Morag Faulds also contributed to the work of a number of organisations: this included chairing Barnardo's policy committee and undertaking the role of founding chairperson of the Scottish Child and Family Association.
This annual lecture series has been made possible as a result of an endowment bequeathed by Morag Faulds
Tam Baillie – former Children and Young People’s Commissioner Scotland
Tam Baillie has worked on children and young people’s issues for almost 40 years.
Tam was Scotland’s Commissioner for Children and Young People from May 2009 to May 2017. Prior to his role as Commissioner, Tam worked as a manager and practitioner with children and young people for over 30 years, working in the statutory and voluntary sectors in Scotland and England.
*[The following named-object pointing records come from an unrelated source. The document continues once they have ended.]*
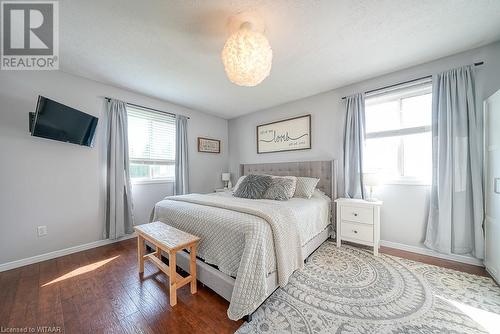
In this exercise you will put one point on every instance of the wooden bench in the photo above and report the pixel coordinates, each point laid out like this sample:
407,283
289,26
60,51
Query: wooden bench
170,240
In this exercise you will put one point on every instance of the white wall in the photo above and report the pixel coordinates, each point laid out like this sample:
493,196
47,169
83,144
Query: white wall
45,182
405,207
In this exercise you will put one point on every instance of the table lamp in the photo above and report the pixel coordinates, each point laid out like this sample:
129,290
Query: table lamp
226,177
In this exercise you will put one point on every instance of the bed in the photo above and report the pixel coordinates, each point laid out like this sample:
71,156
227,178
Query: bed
250,247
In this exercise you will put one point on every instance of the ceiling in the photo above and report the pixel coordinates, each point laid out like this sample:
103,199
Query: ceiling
171,49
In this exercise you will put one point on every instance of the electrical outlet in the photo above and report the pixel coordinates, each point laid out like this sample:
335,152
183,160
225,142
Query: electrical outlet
42,231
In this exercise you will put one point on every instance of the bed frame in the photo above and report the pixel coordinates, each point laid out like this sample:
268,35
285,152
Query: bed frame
326,171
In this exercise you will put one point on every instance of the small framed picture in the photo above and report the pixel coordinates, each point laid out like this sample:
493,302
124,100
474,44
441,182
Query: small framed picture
208,145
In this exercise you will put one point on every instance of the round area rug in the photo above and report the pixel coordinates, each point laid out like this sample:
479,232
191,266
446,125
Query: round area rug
348,290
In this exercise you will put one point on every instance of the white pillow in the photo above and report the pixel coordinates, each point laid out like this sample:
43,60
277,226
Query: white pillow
305,187
294,179
238,183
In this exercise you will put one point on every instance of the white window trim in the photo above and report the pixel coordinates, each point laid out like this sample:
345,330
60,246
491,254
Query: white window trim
381,97
132,160
149,181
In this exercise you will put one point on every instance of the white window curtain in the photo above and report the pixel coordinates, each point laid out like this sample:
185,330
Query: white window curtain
354,140
119,218
181,156
456,210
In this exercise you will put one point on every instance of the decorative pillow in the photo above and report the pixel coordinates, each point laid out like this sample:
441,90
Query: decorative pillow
305,187
253,186
239,182
281,188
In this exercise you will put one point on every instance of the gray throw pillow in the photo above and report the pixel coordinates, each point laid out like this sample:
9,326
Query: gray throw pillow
253,186
305,187
280,189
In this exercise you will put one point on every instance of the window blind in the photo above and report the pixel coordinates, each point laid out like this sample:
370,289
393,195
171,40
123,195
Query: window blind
151,136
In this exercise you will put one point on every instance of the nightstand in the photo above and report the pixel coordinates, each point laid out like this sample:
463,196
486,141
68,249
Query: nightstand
223,190
358,221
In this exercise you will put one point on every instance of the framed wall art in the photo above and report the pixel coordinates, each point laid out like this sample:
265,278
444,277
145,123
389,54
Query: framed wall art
287,135
208,145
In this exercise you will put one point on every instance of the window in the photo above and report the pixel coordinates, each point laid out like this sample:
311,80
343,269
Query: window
398,133
151,140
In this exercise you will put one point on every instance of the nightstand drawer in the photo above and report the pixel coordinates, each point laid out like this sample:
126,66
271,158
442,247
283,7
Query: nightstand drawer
357,214
362,232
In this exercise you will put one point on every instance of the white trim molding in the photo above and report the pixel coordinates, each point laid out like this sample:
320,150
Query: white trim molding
429,252
61,252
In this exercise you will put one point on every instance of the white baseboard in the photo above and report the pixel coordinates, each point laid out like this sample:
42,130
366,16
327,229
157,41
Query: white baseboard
492,271
59,253
430,252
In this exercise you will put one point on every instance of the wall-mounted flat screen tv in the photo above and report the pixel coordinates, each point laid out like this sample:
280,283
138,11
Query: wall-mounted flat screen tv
56,121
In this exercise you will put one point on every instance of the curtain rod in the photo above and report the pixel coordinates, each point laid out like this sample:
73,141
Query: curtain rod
143,107
408,81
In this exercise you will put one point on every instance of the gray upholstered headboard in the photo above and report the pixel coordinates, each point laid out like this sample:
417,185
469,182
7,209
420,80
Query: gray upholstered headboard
326,171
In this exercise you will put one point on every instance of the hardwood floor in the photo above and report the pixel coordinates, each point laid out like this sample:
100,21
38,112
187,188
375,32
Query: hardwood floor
100,291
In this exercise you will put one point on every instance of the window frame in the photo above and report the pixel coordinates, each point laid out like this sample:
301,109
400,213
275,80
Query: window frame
150,162
421,88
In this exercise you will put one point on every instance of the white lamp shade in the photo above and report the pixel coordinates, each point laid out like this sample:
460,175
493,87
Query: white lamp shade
247,57
372,179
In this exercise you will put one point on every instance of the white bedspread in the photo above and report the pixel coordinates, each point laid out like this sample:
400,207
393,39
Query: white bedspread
249,228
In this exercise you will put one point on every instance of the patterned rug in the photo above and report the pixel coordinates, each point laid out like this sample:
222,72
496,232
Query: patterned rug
348,290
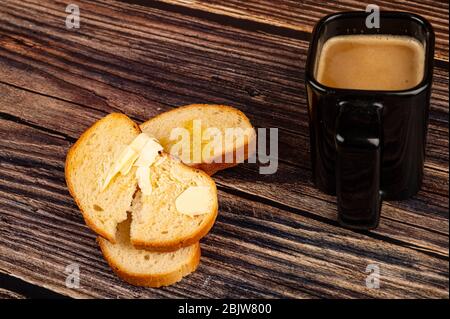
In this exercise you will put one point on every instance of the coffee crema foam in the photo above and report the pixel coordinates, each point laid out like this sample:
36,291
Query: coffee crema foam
371,62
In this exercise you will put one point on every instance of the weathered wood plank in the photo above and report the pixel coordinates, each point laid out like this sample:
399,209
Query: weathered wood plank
8,294
254,250
165,63
303,15
421,222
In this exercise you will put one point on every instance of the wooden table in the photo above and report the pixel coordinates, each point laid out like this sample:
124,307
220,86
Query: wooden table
276,235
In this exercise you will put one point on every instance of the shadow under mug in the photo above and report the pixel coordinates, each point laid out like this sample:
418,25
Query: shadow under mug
368,145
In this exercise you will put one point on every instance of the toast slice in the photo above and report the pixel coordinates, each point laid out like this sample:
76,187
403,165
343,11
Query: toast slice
87,165
197,119
144,268
172,205
160,221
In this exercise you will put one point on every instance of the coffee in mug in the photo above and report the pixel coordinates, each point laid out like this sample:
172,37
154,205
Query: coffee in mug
371,62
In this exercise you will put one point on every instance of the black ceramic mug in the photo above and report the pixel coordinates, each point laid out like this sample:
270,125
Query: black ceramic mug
368,145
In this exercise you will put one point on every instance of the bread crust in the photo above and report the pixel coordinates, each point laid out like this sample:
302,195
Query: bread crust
213,167
175,244
68,168
152,280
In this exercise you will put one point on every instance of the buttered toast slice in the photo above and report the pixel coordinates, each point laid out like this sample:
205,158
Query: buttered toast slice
203,123
181,209
87,165
144,268
114,169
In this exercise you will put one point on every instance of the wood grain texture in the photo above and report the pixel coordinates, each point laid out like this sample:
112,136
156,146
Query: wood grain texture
274,231
8,294
303,15
254,250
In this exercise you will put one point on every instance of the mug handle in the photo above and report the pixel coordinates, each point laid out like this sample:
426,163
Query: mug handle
358,164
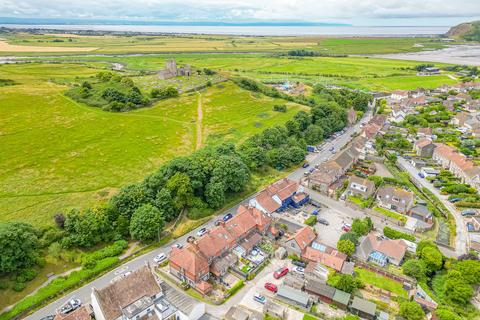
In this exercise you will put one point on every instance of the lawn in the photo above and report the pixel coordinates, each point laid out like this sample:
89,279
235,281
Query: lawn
390,214
379,281
57,154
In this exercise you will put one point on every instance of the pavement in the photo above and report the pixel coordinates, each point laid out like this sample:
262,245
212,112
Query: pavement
84,292
461,239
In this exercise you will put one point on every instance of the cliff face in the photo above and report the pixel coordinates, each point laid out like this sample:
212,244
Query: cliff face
468,31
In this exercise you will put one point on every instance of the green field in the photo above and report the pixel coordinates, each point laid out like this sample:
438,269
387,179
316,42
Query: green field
209,43
58,154
364,73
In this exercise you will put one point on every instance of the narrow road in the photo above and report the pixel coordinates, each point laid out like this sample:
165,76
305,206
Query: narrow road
461,239
199,122
84,292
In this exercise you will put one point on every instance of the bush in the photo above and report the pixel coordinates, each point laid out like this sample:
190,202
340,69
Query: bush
311,221
394,234
19,286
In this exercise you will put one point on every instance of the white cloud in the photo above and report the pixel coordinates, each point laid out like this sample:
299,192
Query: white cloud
306,10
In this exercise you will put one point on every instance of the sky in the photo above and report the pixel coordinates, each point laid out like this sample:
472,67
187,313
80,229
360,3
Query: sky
355,12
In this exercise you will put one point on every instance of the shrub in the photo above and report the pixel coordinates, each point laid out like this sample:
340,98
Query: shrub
311,221
19,286
394,234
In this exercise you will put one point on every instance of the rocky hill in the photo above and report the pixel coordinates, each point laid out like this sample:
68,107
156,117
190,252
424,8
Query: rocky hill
468,31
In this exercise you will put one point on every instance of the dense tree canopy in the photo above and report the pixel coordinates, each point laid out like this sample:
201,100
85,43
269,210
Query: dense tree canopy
18,246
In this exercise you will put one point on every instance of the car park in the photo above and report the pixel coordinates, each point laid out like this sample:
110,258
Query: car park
280,273
271,287
160,257
323,221
299,270
468,212
299,263
71,305
201,232
259,298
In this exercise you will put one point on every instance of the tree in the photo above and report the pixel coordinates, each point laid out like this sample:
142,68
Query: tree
346,246
345,282
352,236
147,223
313,134
18,246
414,268
446,314
362,227
433,258
130,199
180,189
411,310
164,202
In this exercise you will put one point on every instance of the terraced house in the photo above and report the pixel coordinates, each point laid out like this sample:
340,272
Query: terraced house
218,250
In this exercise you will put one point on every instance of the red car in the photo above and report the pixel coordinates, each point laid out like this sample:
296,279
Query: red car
280,273
271,287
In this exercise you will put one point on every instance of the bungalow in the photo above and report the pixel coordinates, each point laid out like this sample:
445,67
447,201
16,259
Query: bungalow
140,295
421,212
211,253
328,256
363,308
381,250
323,291
424,147
300,241
360,187
396,199
279,195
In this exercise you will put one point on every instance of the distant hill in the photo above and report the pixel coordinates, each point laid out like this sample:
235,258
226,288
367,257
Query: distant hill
469,31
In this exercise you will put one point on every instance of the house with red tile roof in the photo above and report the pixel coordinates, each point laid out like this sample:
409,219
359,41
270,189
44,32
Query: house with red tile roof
279,195
325,255
300,241
212,253
381,250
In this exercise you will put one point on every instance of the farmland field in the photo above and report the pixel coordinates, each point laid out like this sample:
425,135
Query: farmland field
59,154
21,43
355,72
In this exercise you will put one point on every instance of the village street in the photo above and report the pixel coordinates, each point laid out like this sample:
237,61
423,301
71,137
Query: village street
84,292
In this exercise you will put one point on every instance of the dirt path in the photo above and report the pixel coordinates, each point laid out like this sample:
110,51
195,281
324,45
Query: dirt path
199,122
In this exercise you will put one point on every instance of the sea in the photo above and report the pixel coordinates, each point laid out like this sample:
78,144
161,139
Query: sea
377,31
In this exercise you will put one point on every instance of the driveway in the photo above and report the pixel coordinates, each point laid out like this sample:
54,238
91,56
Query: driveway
461,240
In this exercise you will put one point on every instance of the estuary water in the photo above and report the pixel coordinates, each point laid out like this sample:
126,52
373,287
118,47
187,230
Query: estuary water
249,30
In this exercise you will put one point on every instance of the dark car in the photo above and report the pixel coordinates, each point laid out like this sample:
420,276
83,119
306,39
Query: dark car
280,273
299,263
323,221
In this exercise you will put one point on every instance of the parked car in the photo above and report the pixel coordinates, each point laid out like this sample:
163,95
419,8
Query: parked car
201,232
280,273
299,263
159,258
469,212
71,305
259,298
271,287
299,270
323,221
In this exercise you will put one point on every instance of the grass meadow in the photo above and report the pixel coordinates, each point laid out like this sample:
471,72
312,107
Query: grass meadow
57,154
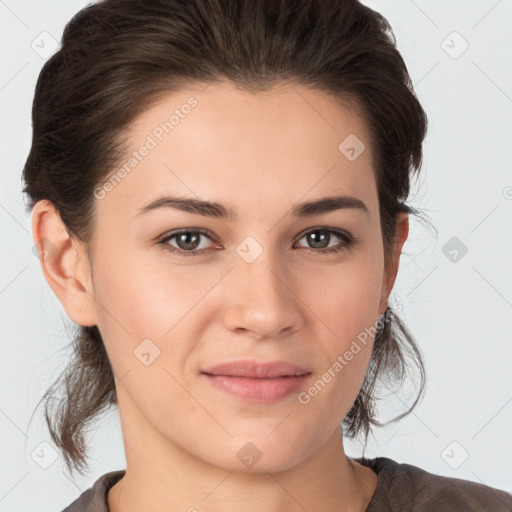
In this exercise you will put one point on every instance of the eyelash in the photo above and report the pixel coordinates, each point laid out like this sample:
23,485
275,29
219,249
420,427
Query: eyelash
345,236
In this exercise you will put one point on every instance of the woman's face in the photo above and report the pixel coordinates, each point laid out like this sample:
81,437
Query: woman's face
259,286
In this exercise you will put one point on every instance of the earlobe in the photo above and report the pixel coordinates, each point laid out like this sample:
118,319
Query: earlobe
64,263
401,234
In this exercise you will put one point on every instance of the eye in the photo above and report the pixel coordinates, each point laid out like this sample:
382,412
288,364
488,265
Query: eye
188,240
320,238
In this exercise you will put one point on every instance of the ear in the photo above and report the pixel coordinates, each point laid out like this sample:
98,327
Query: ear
65,264
401,234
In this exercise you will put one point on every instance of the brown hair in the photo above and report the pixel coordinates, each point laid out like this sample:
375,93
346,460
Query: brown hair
119,56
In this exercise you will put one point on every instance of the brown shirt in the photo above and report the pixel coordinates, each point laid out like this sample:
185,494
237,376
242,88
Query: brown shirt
401,488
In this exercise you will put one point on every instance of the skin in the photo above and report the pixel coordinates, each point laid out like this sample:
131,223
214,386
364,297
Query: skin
260,154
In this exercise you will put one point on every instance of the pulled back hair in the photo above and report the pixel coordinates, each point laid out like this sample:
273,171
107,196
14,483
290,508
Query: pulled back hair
117,57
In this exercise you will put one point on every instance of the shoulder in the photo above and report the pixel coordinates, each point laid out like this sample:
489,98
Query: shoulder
94,499
406,487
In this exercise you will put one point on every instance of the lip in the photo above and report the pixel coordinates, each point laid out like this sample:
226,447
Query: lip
257,382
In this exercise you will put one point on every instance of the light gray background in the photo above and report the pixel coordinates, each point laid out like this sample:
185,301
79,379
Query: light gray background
459,311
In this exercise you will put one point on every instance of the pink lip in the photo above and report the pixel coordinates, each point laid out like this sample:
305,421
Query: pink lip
257,382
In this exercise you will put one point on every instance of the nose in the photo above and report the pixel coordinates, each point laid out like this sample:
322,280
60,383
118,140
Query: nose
263,298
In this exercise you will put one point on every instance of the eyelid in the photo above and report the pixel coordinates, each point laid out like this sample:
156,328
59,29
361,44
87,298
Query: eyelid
346,237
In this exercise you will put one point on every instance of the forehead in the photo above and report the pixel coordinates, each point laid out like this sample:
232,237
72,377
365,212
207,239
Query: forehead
286,144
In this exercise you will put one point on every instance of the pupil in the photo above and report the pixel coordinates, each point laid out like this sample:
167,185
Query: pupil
323,237
187,244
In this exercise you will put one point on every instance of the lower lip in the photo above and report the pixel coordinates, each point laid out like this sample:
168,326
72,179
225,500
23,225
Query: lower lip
258,390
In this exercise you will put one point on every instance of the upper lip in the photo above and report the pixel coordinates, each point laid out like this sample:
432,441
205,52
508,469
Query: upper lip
256,370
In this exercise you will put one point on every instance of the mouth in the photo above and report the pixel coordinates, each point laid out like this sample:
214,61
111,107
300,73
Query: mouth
257,382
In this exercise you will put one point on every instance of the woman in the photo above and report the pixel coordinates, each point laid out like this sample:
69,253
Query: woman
218,195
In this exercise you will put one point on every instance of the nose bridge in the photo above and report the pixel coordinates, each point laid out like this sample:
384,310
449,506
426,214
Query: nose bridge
259,268
265,302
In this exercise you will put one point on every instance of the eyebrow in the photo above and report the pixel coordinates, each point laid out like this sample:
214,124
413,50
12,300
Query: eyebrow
219,211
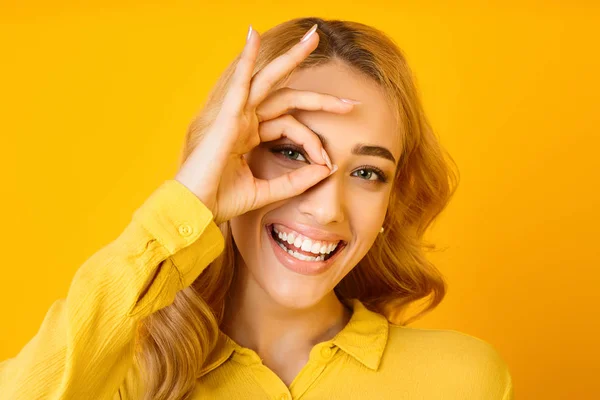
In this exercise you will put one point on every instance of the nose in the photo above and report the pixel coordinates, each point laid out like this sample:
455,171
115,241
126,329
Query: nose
324,202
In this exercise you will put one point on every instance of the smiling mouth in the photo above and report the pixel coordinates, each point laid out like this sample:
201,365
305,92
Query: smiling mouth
304,255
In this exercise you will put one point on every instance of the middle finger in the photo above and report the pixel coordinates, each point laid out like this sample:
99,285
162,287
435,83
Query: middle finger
266,78
286,99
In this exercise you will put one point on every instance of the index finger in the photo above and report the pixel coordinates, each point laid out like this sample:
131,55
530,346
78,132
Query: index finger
266,78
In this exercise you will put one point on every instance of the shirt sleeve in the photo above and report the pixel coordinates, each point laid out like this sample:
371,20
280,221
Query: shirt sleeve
85,344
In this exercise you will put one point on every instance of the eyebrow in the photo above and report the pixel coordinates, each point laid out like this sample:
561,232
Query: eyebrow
362,149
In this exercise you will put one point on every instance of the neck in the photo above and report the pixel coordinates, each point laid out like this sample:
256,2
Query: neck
253,320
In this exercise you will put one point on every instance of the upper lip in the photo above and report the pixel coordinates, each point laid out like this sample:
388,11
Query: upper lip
310,232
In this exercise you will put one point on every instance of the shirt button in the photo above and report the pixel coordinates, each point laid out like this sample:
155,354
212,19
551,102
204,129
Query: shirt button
185,230
326,352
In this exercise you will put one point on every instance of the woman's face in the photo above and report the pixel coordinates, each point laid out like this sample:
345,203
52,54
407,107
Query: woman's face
336,220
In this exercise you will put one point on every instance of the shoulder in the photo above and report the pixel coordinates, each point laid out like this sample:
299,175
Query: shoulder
452,359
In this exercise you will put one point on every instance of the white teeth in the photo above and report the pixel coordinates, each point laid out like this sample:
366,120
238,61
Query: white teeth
299,256
301,242
315,248
298,242
291,238
306,245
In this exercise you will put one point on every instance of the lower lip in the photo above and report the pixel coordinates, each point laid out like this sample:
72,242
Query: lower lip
300,266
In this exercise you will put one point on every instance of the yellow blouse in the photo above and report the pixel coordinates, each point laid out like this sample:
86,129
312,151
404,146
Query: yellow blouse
84,347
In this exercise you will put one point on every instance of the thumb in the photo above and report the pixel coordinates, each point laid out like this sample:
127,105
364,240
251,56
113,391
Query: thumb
290,184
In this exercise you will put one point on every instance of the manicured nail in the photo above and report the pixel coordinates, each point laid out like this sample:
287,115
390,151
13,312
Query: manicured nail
309,33
350,101
326,157
249,33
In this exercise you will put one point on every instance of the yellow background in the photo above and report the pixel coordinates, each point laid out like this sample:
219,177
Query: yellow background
95,100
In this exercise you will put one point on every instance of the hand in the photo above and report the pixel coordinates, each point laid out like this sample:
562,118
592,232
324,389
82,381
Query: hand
251,113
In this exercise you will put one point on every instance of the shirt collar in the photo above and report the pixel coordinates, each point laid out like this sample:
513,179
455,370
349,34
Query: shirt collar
364,338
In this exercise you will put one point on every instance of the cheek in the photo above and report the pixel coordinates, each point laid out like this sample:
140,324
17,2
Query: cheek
261,163
367,211
244,230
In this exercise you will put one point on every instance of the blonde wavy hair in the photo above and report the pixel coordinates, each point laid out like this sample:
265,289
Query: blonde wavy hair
174,342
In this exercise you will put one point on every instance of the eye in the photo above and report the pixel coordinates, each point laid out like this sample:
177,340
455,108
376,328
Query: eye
290,152
370,174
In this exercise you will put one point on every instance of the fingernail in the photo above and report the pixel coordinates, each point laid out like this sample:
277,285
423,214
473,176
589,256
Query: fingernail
309,33
249,33
333,169
326,157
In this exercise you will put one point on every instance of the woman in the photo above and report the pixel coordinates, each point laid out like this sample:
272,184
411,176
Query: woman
280,260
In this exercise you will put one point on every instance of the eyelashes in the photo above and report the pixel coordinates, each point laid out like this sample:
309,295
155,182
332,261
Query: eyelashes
293,152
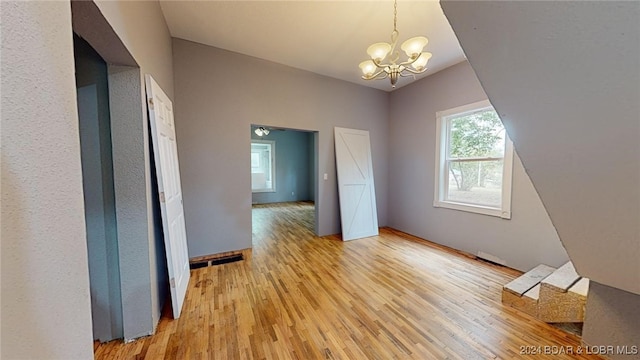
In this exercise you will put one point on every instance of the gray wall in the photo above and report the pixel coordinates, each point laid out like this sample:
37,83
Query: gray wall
219,94
46,309
573,114
525,241
611,319
294,171
576,128
98,187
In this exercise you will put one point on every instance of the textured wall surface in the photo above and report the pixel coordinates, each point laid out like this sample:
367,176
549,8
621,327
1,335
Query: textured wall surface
46,310
576,128
219,94
294,171
525,241
612,319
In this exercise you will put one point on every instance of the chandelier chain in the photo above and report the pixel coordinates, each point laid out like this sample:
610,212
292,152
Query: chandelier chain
395,15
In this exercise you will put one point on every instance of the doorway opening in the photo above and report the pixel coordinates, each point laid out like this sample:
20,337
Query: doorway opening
99,191
284,169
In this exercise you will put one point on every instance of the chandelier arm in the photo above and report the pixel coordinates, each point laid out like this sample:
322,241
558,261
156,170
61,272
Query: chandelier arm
376,75
415,71
410,61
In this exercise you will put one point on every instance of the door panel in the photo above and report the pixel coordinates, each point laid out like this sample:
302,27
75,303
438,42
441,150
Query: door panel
356,189
168,170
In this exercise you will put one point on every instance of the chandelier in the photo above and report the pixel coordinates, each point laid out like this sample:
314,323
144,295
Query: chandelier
416,62
261,131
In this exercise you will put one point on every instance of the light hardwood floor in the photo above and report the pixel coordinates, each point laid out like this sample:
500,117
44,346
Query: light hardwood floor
299,296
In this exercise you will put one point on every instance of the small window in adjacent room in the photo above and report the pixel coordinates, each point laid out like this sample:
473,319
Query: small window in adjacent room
474,157
263,176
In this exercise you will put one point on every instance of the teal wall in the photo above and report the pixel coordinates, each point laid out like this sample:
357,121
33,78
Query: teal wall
294,170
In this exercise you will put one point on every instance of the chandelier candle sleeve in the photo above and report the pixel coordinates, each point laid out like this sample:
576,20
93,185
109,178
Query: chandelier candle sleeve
376,68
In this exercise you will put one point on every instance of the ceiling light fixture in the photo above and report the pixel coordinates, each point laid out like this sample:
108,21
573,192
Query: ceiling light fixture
375,69
261,131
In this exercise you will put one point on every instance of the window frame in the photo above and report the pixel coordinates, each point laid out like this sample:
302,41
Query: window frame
442,165
272,143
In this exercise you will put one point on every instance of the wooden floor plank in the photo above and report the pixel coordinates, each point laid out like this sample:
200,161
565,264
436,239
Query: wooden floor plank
299,296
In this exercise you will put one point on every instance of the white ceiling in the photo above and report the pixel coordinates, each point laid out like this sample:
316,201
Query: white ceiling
324,37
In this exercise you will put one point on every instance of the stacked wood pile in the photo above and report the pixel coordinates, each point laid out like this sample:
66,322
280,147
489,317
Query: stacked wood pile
549,294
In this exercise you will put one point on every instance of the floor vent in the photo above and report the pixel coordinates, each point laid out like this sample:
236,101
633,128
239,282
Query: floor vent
198,265
218,261
227,259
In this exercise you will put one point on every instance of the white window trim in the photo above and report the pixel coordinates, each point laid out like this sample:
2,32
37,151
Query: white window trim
273,165
441,167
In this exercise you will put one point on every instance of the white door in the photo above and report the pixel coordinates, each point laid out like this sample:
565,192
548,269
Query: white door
166,158
355,184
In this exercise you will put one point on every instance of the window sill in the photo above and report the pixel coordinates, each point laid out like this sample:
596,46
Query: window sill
477,209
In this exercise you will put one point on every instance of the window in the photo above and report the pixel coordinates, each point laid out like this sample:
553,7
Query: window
474,157
263,158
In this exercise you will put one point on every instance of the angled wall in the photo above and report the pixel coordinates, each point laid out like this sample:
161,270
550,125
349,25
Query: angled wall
523,242
565,79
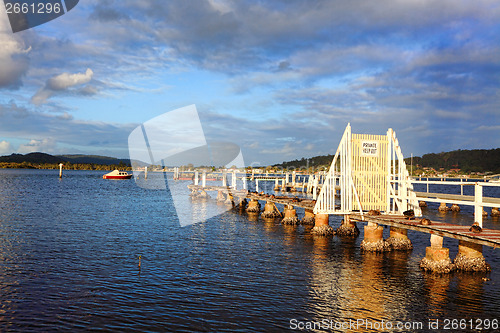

Tam’s main areas of work experience includes providing: community based supports to vulnerable children; throughcare and after care services; homeless and street-based services; and developing policy and influencing legislation through national service providers.
Children leaving care: how far have things changed?
Children leaving care have been a cause of concern for a long period of time. It has led to the development of throughcare and aftercare services across Scotland and spawned numerous policy and practice reports. There is now a ‘root and branch’ review of how Scotland cares for its most vulnerable children.
Tam has been involved in this area of practice since he set up the first direct access for homeless young people in Glasgow in 1986. He will give an account of his experiences of the development of services for young people in and leaving care since then and reflect on where we are at right now, asking a question of how far have things changed.